It’s a Snap!

I can remember it as if it were yesterday. Mrs. Peterson’s ninth-grade classroom. I can see the desks, the windows, and on the sill of the blackboard, the row of laminated photographs. Each one leaned back as if waiting, daring me to pick it out that shiny lineup.

How I hated to be late to that class! Even after a few minutes, the pictures would be picked over, leaving the dregs for the dawdlers. I wanted the whole range of faces and emotions and situations that stood freeze-framed under plastic. Those photographs were there to make us hungry for writing, and I desired the whole menu to choose from. Little did I know how strong an appetite I was building.
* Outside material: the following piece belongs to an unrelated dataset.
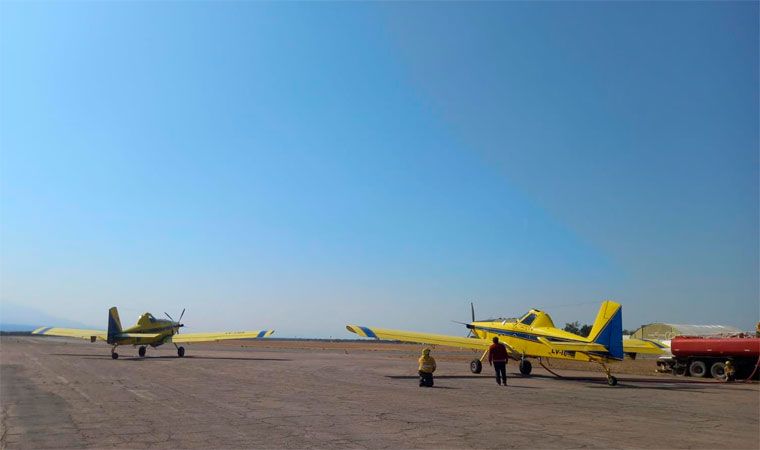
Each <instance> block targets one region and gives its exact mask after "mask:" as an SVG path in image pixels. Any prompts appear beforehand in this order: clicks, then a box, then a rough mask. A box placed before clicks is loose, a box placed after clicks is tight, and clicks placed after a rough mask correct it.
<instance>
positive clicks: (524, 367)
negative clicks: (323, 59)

If you’re a regular reader of these essays, you may remember that I’ve written before about how art can prompt stories in children. For some kids, images are much more powerful prompts for their imaginations than words. And if what the cultural commentators say is true, young people are becoming increasingly connected to images. But today’s images flash by, they tumble out of screens like avalanches. For a picture to have an effect on a child’s imagination, they need to crawl by. To have a story grow out of a photo, it requires a bit of staring. At the photo. And off into space.

Where to start? This week holds the birthday of the father of photo-journalism, Alfred Eisenstaedt. His pictures graced the covers of Life magazine throughout much of the 20th century. Older folks may remember him for the photograph of the sailor kissing a girl on VJ day in Times Square. He was a master at capturing a moment, whether it was a waiter skating or an audience of suspenseful children.

Eisenstaedt’s photos would be a great starting point for imagining a story. As you linger over one with your child, ask what she thinks was happening when this picture was taken. (Don’t read the captions, first!) Turn the people in the pictures into characters in a story. Then imagine what would happen next.

I should tell you, though, that imaginations can be ravenous. It’s been thirty years since Mrs. Peterson’s class, and I still can’t get enough.